Они вместе уложили щепки, дрова на них и подожгли. Запахло березовым дымком, коридор осветился из топки.
— Обожди курить, — предупредила Саша, очищая ему от кожуры остывшую картошку.
— Я не хочу, — говорил он. — Я после ужина.
— Как это можно не хотеть картошку? По-моему, от одного ее запаха… Своя у нас картошка, не покупная, своя.
Крупная очищенная картофелина сахарно искрилась при огне.
— На.
Он держал ее в руке, ждал, пока Саша очистит себе.
— Ты любишь такую, в мундире? Я ужасно люблю. А если с молоком? — Она откусила, не утерпев. — Ешь. Я тут одной молочнице вышила платье, целый месяц вышивала. Заберусь с ногами на кровать, одним глазом — в учебник, а сама вышиваю. Васильки по серой парусине: вот так на рукавах, на груди, по подолу. — Она обчертила в воздухе, и он увидел ее в этом платье: васильки к ее серым глазам. — Она принесла нам целую четверть молока… Я же соль забыла!
— Она и без соли вкусная.
— И мне тоже. Тут какой-то совершенно особенный сорт.
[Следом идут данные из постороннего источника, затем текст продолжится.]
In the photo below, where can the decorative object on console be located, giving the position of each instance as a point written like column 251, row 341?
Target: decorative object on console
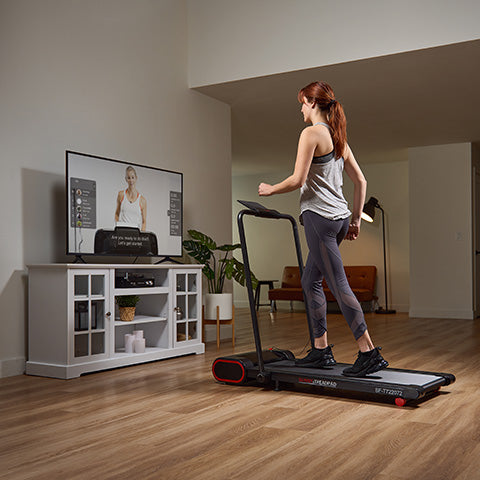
column 368, row 215
column 126, row 305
Поверишь, мы одни глазки сажали — и вот такие клубни. Один куст — полведра.
Она сбегала в комнату, блюдечко с солью поставила на железный лист перед печью. Красный огонь из топки плясал на их лицах, на светлом железном листе. Они сидели перед топкой на низкой скамейке, макали картошку в соль, розовую от огня.
— Ты ведь был совершенно не такой, — сказала Саша. — И лицо у тебя было другое.
— Какое?
Она рассмеялась:
— Я уже не могу вспомнить сейчас. Просто лицо чужого человека. Нет, один раз — не чужое. Знаешь когда? Мне перевязывали ногу, а ты прошел по коридору. Ты прошел, а я посмотрела тебе вслед. Ты сделал вид, как будто прошел просто так. Мне стало тебя жалко. Но все равно это был не ты.
Я даже могла бы тебя не узнать. А помнишь, мы сидели на подоконнике?
— Ты тогда вообще смотрела сквозь меня.
Саша помолчала. На лице ее сменялись отсветы огня из печи.